Vande Hei had spent nearly a year in space—355 days in total—along with Dubrov. Both of their six month stays aboard the ISS had been extended by another six months last year.

The lengthy stay surpasses the previous NASA record for the longest single spaceflight, which was 340 days, held by former NASA astronaut Scott Kelly.

Vande Hei's return had been subject to speculation in recent weeks amid fears that Russia could refuse to return him to Earth because of tensions with the U.S. over the ongoing Russian invasion of Ukraine.

However, in a statement to Newsweek earlier this month, NASA said it was continuing cooperation with Russia to safely transport crew members to and from the ISS and that Vande Hei would be returning.

Mark Vande Hei
NASA astronaut Mark Vande Hei pictured at the Cosmonaut Training Centre in Star City outside of Moscow in August, 2017. Vande Hei returned to Earth on March 30th after spending nearly a year in space. STR/AFP/Getty

What did Mark Vande Hei do on the International Space Station?

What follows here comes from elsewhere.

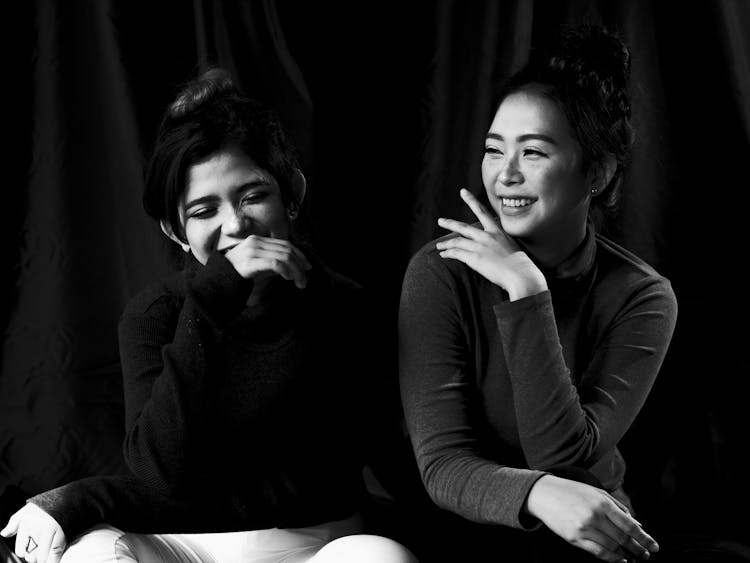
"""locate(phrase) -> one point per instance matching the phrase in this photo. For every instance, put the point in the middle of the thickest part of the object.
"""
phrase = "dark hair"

In his time on the ISS, Vande Hei orbited the Earth around 5,680 times and traveled more than 150 million miles. He also saw 13 different spacecraft arrive at the station, including SpaceX's Dragon and Russia's Soyuz capsules.

While on board, Vande Hei took part in various scientific experiments including one that investigated muscle loss in space using engineered tissues and another that tested how the human immune system functions in microgravity.

He installed an experiment platform that would allow astronauts to place materials like concrete, seeds, and microbes outside of the space station, exposing them to the harsh vacuum of space to see what would happen. He also participated in the harvest of chili peppers in space, too, as part of tests of growth and watering systems that allow astronauts to grow plants in microgravity.

Vande Hei also installed fire ignition and extinction hardware in preparation for fire safety experiments aboard the station. Such experiments could help determine the best methods for extinguishing fires in space and identify safer materials for future space facilities.